Pocas infecciones nos parecen
más aterradoras y complicadas de abordar, por la emergencia que implican, que
las meningitis, aunque siendo honestos, todas las infecciones del sistema
nervioso central. Y nos aterran porque implican desde su diagnóstico la amenaza
de la mortalidad, y lo que puede ser peor aún, de las secuelas en el caso de
sobrevivir. Este temor puede ser tan extremo como en las encefalitis como la
rabia donde la sobrevivencia es una excepción y la ausencia de secuelas apenas
una esperanza, o la encefalitis herpética, en el cual el escenario siendo más
prometedor sigue siendo sombrío.
Entonces aprendemos los signos
de alarma, a sospechar más tempranamente, a diferir la urgencia de un diagnóstico
microbiológico exacto por la urgencia de tratar empíricamente cuando no es
factible obtener una punción lumbar urgente, pero las secuelas seguían sin
control adecuado pero el asunto iba mejorando.
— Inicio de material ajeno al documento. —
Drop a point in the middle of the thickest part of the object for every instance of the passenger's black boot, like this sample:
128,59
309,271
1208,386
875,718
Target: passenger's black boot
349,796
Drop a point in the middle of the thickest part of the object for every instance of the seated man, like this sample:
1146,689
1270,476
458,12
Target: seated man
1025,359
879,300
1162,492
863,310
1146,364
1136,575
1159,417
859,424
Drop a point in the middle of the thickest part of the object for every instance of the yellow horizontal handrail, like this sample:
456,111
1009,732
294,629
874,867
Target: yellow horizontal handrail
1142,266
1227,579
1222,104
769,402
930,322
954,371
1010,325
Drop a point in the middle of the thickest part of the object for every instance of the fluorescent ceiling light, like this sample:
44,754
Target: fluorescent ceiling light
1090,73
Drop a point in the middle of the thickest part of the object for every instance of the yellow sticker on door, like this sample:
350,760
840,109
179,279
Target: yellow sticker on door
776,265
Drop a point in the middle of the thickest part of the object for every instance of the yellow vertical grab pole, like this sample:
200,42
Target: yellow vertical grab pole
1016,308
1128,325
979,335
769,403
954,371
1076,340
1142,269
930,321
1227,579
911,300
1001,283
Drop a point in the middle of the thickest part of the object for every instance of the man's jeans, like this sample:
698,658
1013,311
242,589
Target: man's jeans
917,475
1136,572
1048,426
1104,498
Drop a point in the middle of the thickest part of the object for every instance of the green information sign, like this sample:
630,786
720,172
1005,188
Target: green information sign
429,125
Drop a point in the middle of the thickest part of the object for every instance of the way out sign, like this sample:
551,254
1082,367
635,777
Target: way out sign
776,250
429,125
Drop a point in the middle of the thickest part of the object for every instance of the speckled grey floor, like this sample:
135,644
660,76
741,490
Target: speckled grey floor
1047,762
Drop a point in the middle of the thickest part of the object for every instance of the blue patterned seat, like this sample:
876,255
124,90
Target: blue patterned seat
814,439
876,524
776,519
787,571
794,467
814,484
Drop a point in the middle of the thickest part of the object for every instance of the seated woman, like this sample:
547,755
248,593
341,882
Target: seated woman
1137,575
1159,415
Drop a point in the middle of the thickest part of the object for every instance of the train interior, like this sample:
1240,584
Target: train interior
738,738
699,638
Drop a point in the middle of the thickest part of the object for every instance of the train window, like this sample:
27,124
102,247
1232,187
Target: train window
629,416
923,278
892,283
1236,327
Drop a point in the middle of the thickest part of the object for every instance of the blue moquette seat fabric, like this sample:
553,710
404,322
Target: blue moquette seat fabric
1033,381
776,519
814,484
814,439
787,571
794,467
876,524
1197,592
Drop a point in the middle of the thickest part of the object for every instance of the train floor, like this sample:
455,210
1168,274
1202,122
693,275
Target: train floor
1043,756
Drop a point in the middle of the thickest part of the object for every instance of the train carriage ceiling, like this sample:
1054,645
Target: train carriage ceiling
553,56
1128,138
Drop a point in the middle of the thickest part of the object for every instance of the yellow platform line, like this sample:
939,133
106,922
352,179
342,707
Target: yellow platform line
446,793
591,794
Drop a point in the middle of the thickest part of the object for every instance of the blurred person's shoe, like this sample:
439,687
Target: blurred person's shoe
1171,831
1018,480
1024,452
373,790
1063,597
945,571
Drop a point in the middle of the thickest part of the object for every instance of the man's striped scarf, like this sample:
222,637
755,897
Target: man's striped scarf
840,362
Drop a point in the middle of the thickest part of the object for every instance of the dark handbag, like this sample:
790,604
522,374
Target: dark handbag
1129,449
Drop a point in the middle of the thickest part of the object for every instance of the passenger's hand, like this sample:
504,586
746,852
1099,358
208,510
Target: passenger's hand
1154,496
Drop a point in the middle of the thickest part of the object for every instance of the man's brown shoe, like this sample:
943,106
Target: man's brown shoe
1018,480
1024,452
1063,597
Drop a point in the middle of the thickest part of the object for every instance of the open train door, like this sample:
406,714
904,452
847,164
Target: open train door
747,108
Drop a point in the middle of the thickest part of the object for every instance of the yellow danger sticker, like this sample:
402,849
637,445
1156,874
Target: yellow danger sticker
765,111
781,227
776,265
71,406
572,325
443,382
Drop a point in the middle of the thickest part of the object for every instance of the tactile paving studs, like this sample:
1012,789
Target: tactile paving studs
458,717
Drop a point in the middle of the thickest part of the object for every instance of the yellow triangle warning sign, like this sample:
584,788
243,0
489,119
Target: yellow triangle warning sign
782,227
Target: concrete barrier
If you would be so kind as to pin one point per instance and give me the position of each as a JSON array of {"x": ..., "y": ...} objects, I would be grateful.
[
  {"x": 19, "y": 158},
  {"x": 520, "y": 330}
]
Como en una gran cantidad de
las enfermedades infecciosas, el problema muchas veces radica más en la
respuesta al agresor que en la agresión misma, sin negar que esa agresión puede,
y suele ser, bastante dañina. De esa manera llegamos a la conclusión de que
buscar maneras de controlar la inflamación en el SNC era una meta a alcanzar, y
se comenzaron a ver hallazgos prometedores.
El uso de corticosteroides en
meningitis ha mostrado beneficios en infecciones por S. pneumoniæ y tuberculosis, pero se ha extendió su uso a las meningitis
bacterianas en general. De allí nace un cuestionamiento válido: ¿en los pacientes
con VIH cuya causa de infección más considerada por nosotros es un hongo, el Cryptococcus, se verá ese beneficio? O por
el contrario, ¿inmunosuprimir más a estos pacientes no traerá más riesgos?